Which came first: the chicken, the egg ... or the experts? Well, it all started a few decades back when someone hatched the idea of "supercharging" chickens with drugs so they'd produce more eggs. The result, of course, is today's abundant supermarket supply of Grade A paper-shelled ping-pong balls. But never fear. Researchers at the Texas Agriculture Extension Service have been working on the problem, and have come up with yet another "improvement." They're now experimenting with a special shell-toughening formula made just for modem poultry: commercial chicken feed laced with cement.
Fumble-fingered folks who want to build their own low-cost home might want to look into an inexpensive, bolt together "instant house" called "Hexadome." We haven't seen the structure ourselves, but the manufacturer says the plywood unit comes shipped in kit form (24 triangles, two trapezoids, and all necessary hardware), can be assembled weather tight in just a few days (using little more than a wrench), and costs just $2,500. The company will send you a brochure on their product in exchange for a stamped, self-addressed business-size envelope.

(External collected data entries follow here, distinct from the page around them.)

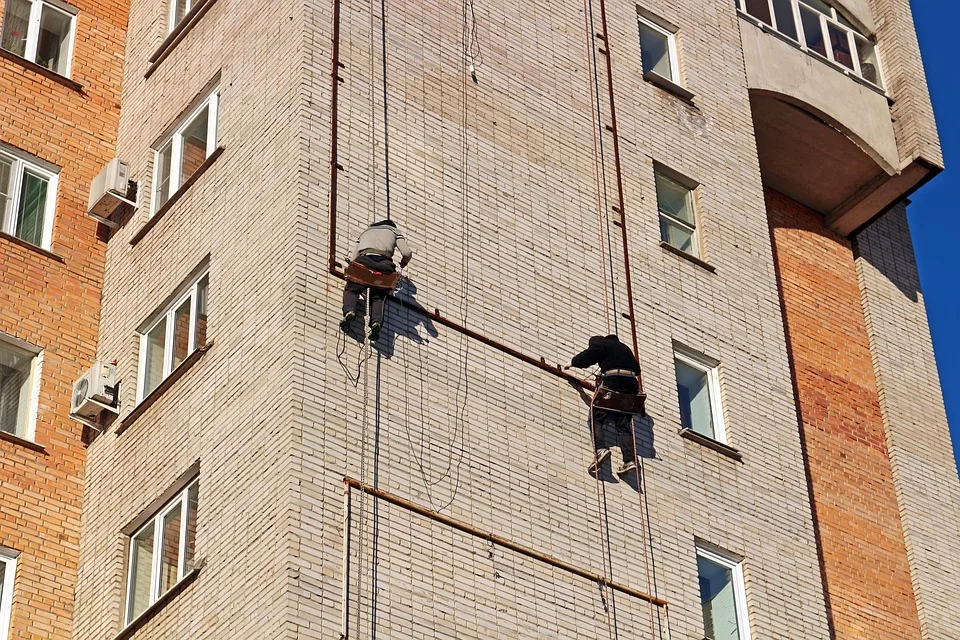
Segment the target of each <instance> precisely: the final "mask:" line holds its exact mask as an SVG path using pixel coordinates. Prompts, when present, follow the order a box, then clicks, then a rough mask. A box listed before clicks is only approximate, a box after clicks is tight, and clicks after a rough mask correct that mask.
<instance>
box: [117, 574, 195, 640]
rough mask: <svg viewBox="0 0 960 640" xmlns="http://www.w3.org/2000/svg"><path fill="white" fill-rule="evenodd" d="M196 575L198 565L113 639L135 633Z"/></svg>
mask: <svg viewBox="0 0 960 640" xmlns="http://www.w3.org/2000/svg"><path fill="white" fill-rule="evenodd" d="M198 575H200V567H197V568H196V569H193V570H191V571H188V572H187V573H186V575H184V576H183V578H182V579H181V580H180V582H178V583H177V584H175V585H174V586H173V588H172V589H170V591H167V592H166V593H165V594H163V595H162V596H160V597H159V598H157V601H156V602H154V603H153V604H152V605H150V606H149V607H147V608H146V609H144V611H143V613H141V614H140V615H139V616H137V617H136V618H134V619H133V620H132V621H131V622H130V624H128V625H127V626H126V627H124V628H123V631H121V632H120V633H118V634H117V635H115V636H114V637H113V640H126V639H127V638H130V637H131V636H133V634H135V633H136V632H137V631H139V630H140V629H142V628H143V625H145V624H146V623H147V622H149V621H150V620H151V619H152V618H153V617H154V616H155V615H156V614H157V612H158V611H160V610H161V609H163V607H164V606H165V605H166V604H167V603H168V602H170V601H171V600H173V599H174V598H175V597H176V596H178V595H180V594H181V593H183V591H184V590H185V589H186V588H187V587H189V586H190V585H191V584H193V583H194V581H196V579H197V576H198Z"/></svg>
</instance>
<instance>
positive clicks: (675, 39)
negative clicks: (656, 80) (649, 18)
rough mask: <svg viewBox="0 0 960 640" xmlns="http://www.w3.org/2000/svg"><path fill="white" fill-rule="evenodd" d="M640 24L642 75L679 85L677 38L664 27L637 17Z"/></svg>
mask: <svg viewBox="0 0 960 640" xmlns="http://www.w3.org/2000/svg"><path fill="white" fill-rule="evenodd" d="M637 20H638V21H639V23H640V62H641V64H642V66H643V74H644V75H646V74H648V73H650V72H653V73H655V74H657V75H658V76H660V77H662V78H666V79H667V80H669V81H670V82H673V83H674V84H679V83H680V66H679V65H678V64H677V37H676V34H674V33H672V32H670V31H667V30H666V29H665V28H664V27H661V26H660V25H658V24H655V23H654V22H652V21H650V20H648V19H647V18H644V17H643V16H637Z"/></svg>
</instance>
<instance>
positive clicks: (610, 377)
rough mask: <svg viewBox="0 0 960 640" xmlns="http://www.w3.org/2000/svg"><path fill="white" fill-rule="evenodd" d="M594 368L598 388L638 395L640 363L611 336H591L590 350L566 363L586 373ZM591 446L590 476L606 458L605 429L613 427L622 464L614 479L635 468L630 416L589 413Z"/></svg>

Eskimos who've switched from dogsleds to snowmobiles are learning an all-too-expensive lesson on the "benefits" of modem-day transportation. A recent issue of Audubon magazine reports that a survey of 3,770 Eskimos in the Northwest Territories of Canada showed that 33 percent of adult males—in fact, 83 percent of the men in one Baffin Island village—suffered from impaired hearing that could be directly attributed to long hours of high-speed hunting behind the wheels of those noisy, gas-guzzling machines.
An experiment at the Massachusetts Institute of Technology involving the substitution of methanol (wood alcohol) for gasoline in 200 automobiles came to a halt shortly after Exxon Corporation donated $500,000 to the school, according to a report in Science magazine. University officials admit that Exxon bad been opposed to the study but deny any connection between Exxon's "gift" and the decision to can the experiment.
Saudi Arabia's Prince Muhammad Faisal is reportedly considering a plan to tow icebergs from the South Pole to the Red Sea in order to increase his country's supply of drinking water. The geothermal/meteorological impact of such a maneuver is not known at present.
Packaging is on the increase according to government statistics. The Environmental Protection Agency estimates that in 1971 the packaging industry accounted for half of all paper usage, three-quarters of total glass production, 14% of aluminum, and 8% of plastic output in this country. From 1958 to 1971, the total consumption of packaging materials increased by nearly 71%.
How to renovate a run-down house is the subject of a recent USDA booklet, New Life For Old Dwellings. The 99-page manual tells—with words, photos, and diagrams—both how to appraise an old structure to see if it can be salvaged, and how to rehabilitate it once you've made up your mind to move in.